FLAGSHIP PROGRAMMES
Artificial Intelligence is rapidly transforming healthcare. From diagnosing diseases through medical imaging to predicting patient outcomes, AI has become a powerful ally in advancing healthcare innovation. However, these breakthroughs come with critical ethical and governance challenges. The question is no longer just what AI can do in healthcare but how it should be developed and deployed, especially across regions with different regulatory frameworks, technological capacities, and societal needs. This is particularly relevant in the Euro-Mediterranean context, where AI in healthcare unfolds across diverse settings in the North and South. Nearly thirty years after the launch of the Barcelona Process, which aimed to strengthen cooperation between Europe and its Mediterranean partners, the time has come to address the digital dimension of this relationship. While trade, infrastructure, and academic cooperation have been foundational, the growing impact of AI demands a new layer of partnership grounded in ethical governance, shared standards, and equitable innovation. With growing global competition between tech powers, the Euro-Mediterranean region must take ownership of its digital future, especially in healthcare where the risks of exclusion and harm are high.

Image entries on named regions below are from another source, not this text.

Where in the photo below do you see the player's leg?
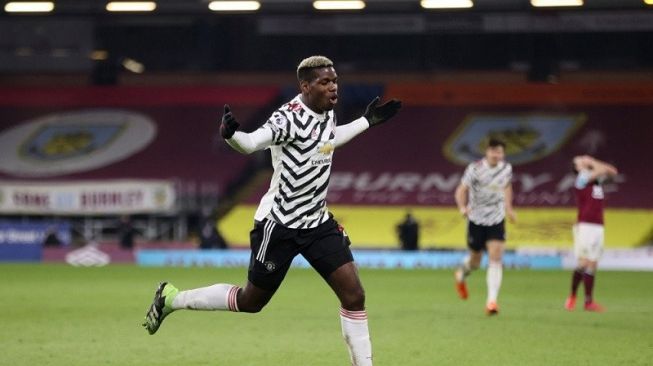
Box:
[302,219,372,366]
[485,239,505,315]
[583,225,604,312]
[327,262,372,366]
[454,221,485,300]
[143,221,295,334]
[565,225,587,311]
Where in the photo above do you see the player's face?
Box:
[302,67,338,113]
[485,146,505,166]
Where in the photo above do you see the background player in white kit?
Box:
[565,155,617,312]
[455,138,515,315]
[143,56,401,366]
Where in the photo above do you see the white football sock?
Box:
[340,308,372,366]
[172,283,240,311]
[487,261,503,303]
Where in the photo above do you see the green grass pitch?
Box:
[0,264,653,366]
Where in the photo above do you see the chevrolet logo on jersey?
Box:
[444,113,586,165]
[317,142,335,155]
[21,123,125,161]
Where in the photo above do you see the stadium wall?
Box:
[219,82,653,248]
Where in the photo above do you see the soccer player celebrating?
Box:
[143,56,401,366]
[455,138,515,315]
[565,155,617,312]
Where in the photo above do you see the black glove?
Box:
[220,104,240,139]
[363,97,401,127]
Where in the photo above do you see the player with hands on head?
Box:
[565,155,618,312]
[144,56,401,366]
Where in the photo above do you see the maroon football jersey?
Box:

Europe has moved decisively in this direction with initiatives like the EU AI Act and the General Data Protection Regulation. These frameworks emphasize transparency, explainability, human oversight, and risk classification for AI systems in health. Meanwhile, Southern Mediterranean countries, such as Morocco, are implementing foundational legislation, including Law No. 09-08 on personal data protection, and seeking alignment with global standards. However, differences remain. The absence of AI-specific healthcare governance in many parts of the South leads to fragmentation and inconsistent safeguards. This divide is evident when multinational AI providers develop tools under EU or US regulations but deploy them in contexts with weaker oversight. AI systems trained on Western data may not perform reliably in diverse environments. Without inclusive datasets, adapted interfaces, and local validation, there is a risk of medical inequality. Yet these challenges also present opportunities. Cross-Mediterranean cooperation can foster shared ethical guidelines, joint research, and public engagement that bridge gaps and ensure AI is fair and culturally relevant.
Morocco offers a compelling case. With a growing ecosystem of digital health startups and strong commitment to regional cooperation, Morocco can serve as a model for ethical AI deployment. National authorities such as the CNDP help align progress with rights-based protections. The integration of European and Moroccan frameworks can offer a roadmap for innovation that respects both international obligations and local values. As this policy paper argues, what is needed now is not just regulatory alignment but a broader commitment to co-creation. Policymakers, engineers, healthcare professionals, and civil society must work together to shape a future where AI in healthcare works for everyone. This means investing in digital literacy, funding ethical research, and ensuring that legal frameworks are responsive to real needs on both shores of the Mediterranean.
In this spirit, we call on stakeholders across the Euro-Mediterranean region to move from declarations to action. Let ethical governance of AI in healthcare become the next chapter of the Barcelona Process. Let it symbolize not only technological advancement but also our shared responsibility to protect public health and build a future rooted in trust, equity, and cooperation.